Brain responses to decision-making in easy and hard choices in internet gaming disorder: Implications for irrepressible gaming behaviours
- PMID: 37523975
- DOI: 10.1016/j.jpsychires.2023.07.027
Brain responses to decision-making in easy and hard choices in internet gaming disorder: Implications for irrepressible gaming behaviours
Abstract
Background: Impaired decision-making was observed in internet gaming disorder (IGD), however, these studies did not differentiate 'hard' to 'easy' decisions, and only the 'hard' decision-making could reveal the mechanism underlying this issue.
Methods: We recruited forty-eight individuals with IGD and forty-six recreational internet game users (RGUs) as a control group in this study. fMRI data were collected when they were finishing a value-matching delayed discount task (DDT), which included easy and hard decisions judging based on the indifference points of every participant.

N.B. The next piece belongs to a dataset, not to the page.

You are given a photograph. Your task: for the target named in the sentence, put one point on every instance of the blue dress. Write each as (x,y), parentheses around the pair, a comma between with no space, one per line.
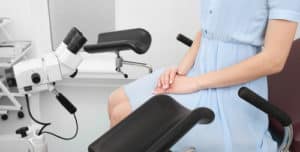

The correlations between brain responses during DDT and IGD severity and the effective connectivity between brain regions were calculated.
Results: Compared to RGUs, IGD subjects showed enhanced activation in the orbitofrontal cortex (OFC) when facing hard choices, and this feature was associated with IGD severity. In addition, individuals with IGD showed increased effective connectivity from the OFC to the dorsolateral prefrontal cortex and the OFC to the occipital lobe and decreased effective connectivity from the occipital lobe to the OFC.
Conclusion: The current study showed that the abnormal activation in the OFC was associated with IGD severity and higher OFC-DLPFC/OFC-occipital lobe effective connectivity and lower occipital lobe-OFC effective connectivity when individuals with IGD faced different choices in the DDT. These findings suggest the neural mechanisms of impulsive decision-making in individuals with IGD due to dysfunction with subjective evaluation and dysfunction of the connection with the executive control system.
Keywords: Decision-making; Delay discounting task; Effective connectivity; Internet gaming disorder; Reward evaluation; The orbitofrontal cortex.
Copyright © 2023 Elsevier Ltd. All rights reserved.
Conflict of interest statement
Declaration of competing interest All authors disclosed no relevant relationships.